Wolfgang Schmidbauer hat mir bereits 2006 als Interviewpartner zur Verfügung gestanden - siehe hier: Die heimliche Liebe - das war zu Zeiten von Kopfschmerzen und Herzflimmern. Das war zwar kurz nach dem Tod der geliebten Mutter, deren Frühgeschichte - incl. der Geburt meiner Schwester 1942 - in der Auseinandersetzung durchaus Fragen aufgeworfen hat (siehe: Hildes Geschichte). Aber es war keine nachgetragene Liebe, sondern schlicht der Versuch ein wenig Licht in die abgeschatteten Dunkelzonen unserer Familiengeschichte hineinzutragen.

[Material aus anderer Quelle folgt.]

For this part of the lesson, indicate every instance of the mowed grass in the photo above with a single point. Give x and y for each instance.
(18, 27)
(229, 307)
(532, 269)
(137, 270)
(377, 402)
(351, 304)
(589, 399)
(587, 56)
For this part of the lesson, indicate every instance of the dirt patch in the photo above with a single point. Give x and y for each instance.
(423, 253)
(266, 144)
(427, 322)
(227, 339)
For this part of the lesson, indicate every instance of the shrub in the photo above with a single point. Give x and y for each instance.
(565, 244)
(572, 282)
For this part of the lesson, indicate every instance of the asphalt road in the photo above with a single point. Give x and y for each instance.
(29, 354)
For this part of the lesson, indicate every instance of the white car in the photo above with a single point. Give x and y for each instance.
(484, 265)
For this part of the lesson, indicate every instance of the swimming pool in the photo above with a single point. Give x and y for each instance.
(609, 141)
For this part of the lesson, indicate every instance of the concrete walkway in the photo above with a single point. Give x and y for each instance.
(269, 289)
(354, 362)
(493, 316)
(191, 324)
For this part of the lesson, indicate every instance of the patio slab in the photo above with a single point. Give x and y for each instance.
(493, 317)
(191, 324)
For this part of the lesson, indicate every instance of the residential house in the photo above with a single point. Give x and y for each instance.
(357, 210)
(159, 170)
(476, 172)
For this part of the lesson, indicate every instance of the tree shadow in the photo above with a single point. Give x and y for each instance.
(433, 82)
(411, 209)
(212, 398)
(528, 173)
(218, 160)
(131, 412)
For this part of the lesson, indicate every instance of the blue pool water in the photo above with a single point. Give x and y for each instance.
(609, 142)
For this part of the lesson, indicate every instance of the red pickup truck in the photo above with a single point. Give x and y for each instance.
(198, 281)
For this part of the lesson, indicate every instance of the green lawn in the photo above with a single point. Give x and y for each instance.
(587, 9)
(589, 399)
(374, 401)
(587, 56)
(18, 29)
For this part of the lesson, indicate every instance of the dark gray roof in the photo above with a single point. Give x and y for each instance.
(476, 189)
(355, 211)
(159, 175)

Heute fiel mir ein Interview in die Hände, das er im aktuellen SPIEGEL (43/4, Seite 108-111) Tobias Becker gegeben hat. Ich gebe in der Folge einmal ein paar Passagen wieder, die bedenkenswert erscheinen:

Schmidbauer: Die Vorstellung, missratene Eltern gehabt zu haben, befreit von dem depressiven Konzept, selbst an allem schuld zu sein. Aber auf Dauer ist es schlecht fürs Selbstbewusstsein, diejenigen schlechtzumachen, die einem nahestehen. Ich nenne das den kannibalischen Narzissmus. Wenn ich sage, dass meine Frau ganz grässlich ist, muss ich mich auch als jemand sehen, der keine bessere Frau gefunden hat. So ähnlich ist es zwischen Kindern und Eltern. Wer seine Eltern entwertet, entwertet auch sich selbst. Dazu kommt ein weiteres Problem, das größere vielleicht.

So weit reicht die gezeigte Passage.